Il 30 giugno [quando ebbe luogo la «notte dei lunghi coltelli»] è opera di Göring. Mentre Hitler, da lui informato delle «recentissime» sul complotto di Röhm, opera a Monaco, egli ha mano libera a Berlino.
Situazione dopo la repressione:
1) Il caso von Röhm non esiste più. Con esso è «sbaraccato» gran parte del terrorismo austriaco ed è messo un fermo all'infiltrazione filobolscevica negli S.A.
2) Lotta fra sinistri e destri. Cogliendo il pretesto della repressione di Monaco, Göring ha colpito nel mucchio alcuni rappresentanti dell'estremismo di sinistra (corre voce che lo stesso Goebbels dovesse essere ucciso: si sarebbe salvato non abbandonando Hitler un solo momento).
Il 30 giugno sembra quindi avere segnato una vittoria dei destri. Ma, in realtà, chiunque abbia vinto o vinca, chi perde è la rivoluzione nazi. Col 30 giugno, Hitler ha stabilito uno stacco più netto fra sé e gli altri... Ma è anche vero che quel tanto di potere che non ha Hitler si è concentrato nelle mani di un solo collaboratore (Göring). Il che non si sa se migliori o peggiori la situazione... Il più funesto errore della repressione è stato il «suicidio» del capo dell'azione cattolica e l'uccisione di von Schleicher, esponente del vecchio regime...
Dopo la repressione lo scontento è molto aumentato. Si nota una specie di silenzioso accasciamento. I principali timori sono: primo, che la cosa non finisca qui e che si scenda a uno stato di terrorismo; secondo, che l'indignazione all'estero aggravi le condizioni nazionali... Altri auspicano una dittatura militare.

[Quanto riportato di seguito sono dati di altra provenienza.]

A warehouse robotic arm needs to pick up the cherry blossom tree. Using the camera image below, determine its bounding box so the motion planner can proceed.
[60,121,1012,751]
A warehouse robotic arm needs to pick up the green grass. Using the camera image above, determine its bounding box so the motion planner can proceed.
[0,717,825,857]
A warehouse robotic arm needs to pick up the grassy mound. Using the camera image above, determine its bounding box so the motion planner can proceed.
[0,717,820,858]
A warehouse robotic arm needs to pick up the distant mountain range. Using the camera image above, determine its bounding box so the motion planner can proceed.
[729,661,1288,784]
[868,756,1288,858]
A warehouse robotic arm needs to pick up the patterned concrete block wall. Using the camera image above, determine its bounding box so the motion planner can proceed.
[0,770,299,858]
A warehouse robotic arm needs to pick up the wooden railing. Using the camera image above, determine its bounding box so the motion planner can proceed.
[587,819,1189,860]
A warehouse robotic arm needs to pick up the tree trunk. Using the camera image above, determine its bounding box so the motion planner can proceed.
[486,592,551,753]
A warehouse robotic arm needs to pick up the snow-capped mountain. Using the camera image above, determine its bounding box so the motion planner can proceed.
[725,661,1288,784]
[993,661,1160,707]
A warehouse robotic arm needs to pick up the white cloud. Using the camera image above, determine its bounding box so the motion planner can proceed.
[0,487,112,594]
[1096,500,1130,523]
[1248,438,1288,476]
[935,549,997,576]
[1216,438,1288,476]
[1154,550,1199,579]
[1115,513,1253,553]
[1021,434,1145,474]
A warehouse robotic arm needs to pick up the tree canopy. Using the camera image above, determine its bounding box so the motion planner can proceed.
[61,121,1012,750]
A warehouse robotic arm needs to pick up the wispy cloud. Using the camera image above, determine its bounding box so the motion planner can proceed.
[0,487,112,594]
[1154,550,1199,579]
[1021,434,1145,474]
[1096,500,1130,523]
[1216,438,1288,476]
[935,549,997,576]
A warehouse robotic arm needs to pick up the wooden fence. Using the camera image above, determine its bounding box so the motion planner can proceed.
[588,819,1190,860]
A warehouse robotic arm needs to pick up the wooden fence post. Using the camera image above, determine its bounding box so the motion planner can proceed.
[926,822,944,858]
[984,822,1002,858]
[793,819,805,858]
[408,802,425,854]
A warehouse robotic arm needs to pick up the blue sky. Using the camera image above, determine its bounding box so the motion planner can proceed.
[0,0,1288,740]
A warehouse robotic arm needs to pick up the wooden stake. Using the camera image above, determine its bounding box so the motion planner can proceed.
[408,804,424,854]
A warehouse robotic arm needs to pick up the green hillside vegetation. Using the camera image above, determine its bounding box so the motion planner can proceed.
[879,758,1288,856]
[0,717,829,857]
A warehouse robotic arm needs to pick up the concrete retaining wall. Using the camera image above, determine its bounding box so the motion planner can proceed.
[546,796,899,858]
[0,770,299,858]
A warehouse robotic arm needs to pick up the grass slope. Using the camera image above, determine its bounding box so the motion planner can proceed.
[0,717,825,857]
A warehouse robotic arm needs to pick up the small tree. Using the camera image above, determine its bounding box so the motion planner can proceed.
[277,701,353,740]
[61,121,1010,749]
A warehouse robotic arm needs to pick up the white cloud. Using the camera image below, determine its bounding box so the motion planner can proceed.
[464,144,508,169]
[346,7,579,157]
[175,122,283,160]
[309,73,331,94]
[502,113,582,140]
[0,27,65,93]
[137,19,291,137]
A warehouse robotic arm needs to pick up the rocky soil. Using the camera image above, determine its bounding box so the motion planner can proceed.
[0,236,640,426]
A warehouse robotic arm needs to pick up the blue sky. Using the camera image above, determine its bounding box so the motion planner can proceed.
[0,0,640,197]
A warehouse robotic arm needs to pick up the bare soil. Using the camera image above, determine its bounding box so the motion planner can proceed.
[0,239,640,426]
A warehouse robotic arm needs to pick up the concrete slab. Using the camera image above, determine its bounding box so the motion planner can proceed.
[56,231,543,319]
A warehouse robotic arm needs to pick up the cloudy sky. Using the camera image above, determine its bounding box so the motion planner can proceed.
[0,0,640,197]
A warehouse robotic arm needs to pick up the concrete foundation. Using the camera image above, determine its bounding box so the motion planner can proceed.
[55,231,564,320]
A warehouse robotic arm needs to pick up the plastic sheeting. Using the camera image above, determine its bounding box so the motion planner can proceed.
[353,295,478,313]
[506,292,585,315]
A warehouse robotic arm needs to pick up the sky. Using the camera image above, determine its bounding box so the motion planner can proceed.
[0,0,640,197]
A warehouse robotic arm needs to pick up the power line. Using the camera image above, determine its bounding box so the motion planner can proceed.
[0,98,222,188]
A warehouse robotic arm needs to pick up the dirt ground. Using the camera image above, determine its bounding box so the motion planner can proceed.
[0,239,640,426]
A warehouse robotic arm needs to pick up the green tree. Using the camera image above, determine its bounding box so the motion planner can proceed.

Non credono che Göring abbia in mano la Reichswehr; stimano anche lui uno squilibrato (è voce diffusa che usi stupefacenti)... Noto fra parentesi che qui si è diffusa la vociferazione relativa al fatto che Mussolini avrebbe dato a Hitler l'ordine della repressione!... Tuttavia l'impressione negativa causata dalla repressione, all'interno, sarebbe soltanto conseguenza della preoccupazione estera: i tedeschi come tali sono prontissimi a dare domani un'interpretazione mistica, eroica e «sovrumana» a quella che può apparire oggi semplicemente una «inumana» azione di Hitler nei riguardi dei suoi camerati di ieri...
Per concludere. La possibilità per la Francia di dar consiglio e di soffiare nel fuoco, c'è stata. Si è potuto fare altrettanto, localmente, da parte nostra in senso contrario? E una simile azione sarebbe valsa a scongiurare il gravissimo episodio, o almeno a consigliarne una limitazione, o sia pure una diversa, meno bestiale, più giuridica «presentazione»?"
Dieci anni dopo, quando si tratterà di mandare a morte Galeazzo Ciano e gli altri «traditori» del 25 luglio, Alessandro Pavolini si preoccuperà molto per dare alla sanguinosa vicenda una «giuridica presentazione».